In some countries there may be a silver lining to the housing crisis – the realtors now losing their jobs may rethink how we buy and sell homes in the modern age. Data from the UK's Royal Institution of Chartered Surveyors suggests the number of properties changing hands, between investors or owner occupiers alike, is the lowest for over 30 years and has dropped almost 50 per cent in just six months.
So far this year about 1,000 UK estate agency offices have shut and the Centre for Economics and Business Research think-tank predicts 15,000 agents will lose their jobs this year.
Meanwhile research from property websites – who of course have an axe to grind – suggests that 40 per cent of UK citizens spend one hour per week scouring the internet for property news on the wider market, house-hunting or investigating local prices.
Estate agents want us to believe people research an area and general prices online, but rely on estate agents' offices for information. That is why, in the UK and some other countries, agents do not put full property details online and instead merely use the web as a 'teaser' to draw potential buyers to make office visits.

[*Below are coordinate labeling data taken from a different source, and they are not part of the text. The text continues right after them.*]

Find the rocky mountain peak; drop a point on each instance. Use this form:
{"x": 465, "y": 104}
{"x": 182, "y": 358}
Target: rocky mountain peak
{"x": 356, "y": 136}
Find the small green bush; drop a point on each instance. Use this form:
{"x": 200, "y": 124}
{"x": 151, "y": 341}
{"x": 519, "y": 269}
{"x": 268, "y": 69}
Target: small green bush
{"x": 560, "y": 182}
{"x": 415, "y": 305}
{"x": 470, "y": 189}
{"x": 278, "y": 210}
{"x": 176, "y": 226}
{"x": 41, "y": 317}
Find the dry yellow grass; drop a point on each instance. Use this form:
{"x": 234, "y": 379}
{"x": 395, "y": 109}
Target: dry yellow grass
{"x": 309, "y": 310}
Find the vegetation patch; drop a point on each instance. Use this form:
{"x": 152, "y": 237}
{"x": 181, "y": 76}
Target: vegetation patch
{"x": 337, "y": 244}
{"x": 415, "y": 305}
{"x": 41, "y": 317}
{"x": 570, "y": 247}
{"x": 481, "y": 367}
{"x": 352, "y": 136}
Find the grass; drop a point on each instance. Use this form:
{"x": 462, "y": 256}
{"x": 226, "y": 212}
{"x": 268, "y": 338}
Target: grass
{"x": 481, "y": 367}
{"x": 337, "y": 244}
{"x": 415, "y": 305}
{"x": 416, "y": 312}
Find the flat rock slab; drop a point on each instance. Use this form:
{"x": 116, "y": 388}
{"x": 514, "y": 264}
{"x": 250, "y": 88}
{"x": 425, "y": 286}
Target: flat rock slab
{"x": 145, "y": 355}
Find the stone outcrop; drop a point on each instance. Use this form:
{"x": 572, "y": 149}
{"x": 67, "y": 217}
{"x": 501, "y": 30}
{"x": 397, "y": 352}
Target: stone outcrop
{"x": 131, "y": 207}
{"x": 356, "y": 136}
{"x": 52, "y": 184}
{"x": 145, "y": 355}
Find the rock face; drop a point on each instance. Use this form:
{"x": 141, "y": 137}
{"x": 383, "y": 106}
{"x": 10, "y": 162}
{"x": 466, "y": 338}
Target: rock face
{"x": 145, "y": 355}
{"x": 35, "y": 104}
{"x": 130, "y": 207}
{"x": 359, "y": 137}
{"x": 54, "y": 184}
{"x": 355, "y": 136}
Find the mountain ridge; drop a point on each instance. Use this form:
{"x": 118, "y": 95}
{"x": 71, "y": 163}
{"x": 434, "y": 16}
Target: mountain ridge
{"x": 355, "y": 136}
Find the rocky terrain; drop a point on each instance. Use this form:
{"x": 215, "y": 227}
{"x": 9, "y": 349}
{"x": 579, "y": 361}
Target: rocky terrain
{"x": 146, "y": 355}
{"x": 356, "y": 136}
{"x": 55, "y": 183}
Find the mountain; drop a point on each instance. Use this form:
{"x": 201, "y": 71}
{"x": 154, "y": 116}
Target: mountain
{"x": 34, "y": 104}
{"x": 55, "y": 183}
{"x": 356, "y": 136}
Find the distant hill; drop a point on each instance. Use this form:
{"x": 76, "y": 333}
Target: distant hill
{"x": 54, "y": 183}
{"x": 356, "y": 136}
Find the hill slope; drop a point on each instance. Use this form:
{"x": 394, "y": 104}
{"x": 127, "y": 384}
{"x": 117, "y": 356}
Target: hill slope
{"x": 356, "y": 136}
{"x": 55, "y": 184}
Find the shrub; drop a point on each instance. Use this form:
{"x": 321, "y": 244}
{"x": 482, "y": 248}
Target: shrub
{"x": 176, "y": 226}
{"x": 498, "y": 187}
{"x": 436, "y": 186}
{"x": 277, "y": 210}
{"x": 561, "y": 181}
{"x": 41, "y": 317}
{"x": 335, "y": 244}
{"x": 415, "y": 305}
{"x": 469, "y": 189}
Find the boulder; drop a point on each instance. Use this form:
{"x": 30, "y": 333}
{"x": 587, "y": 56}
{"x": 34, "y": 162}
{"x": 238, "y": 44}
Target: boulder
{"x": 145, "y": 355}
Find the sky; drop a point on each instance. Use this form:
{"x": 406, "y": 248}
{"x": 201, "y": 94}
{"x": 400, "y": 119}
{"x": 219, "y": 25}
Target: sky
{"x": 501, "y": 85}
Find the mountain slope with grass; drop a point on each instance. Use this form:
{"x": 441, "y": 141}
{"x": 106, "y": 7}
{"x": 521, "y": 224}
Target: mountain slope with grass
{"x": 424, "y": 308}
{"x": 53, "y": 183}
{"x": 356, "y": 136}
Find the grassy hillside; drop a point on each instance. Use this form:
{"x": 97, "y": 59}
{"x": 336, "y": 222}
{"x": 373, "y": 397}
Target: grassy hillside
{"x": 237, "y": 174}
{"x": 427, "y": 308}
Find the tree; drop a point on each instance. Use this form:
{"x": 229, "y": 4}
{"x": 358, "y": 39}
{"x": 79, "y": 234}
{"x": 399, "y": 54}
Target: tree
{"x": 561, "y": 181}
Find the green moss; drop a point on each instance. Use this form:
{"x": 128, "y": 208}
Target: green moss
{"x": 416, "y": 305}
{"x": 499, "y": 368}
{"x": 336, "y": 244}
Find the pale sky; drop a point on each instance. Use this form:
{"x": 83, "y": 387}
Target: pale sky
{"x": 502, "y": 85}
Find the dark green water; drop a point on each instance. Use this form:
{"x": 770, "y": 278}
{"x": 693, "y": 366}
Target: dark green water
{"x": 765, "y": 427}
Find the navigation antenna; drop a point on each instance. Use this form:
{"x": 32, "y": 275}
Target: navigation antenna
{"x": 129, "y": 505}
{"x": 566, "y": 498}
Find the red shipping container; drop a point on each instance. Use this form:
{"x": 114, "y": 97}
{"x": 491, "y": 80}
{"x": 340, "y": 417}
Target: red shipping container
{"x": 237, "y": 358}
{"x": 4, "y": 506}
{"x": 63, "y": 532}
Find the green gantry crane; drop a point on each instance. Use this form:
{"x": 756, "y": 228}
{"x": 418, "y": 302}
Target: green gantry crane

But North America and Australia – through the pioneering use of multi-listing systems on the internet, providing full details of all homes on sale in an area – have shown that the web can help the public and the industry by providing more data online. The result is that realtors in these areas are more flexible; they work from home or mobile car offices, reducing overheads and providing a better service to customers.
If more countries follow this example, at least some good will have come from the current market woes.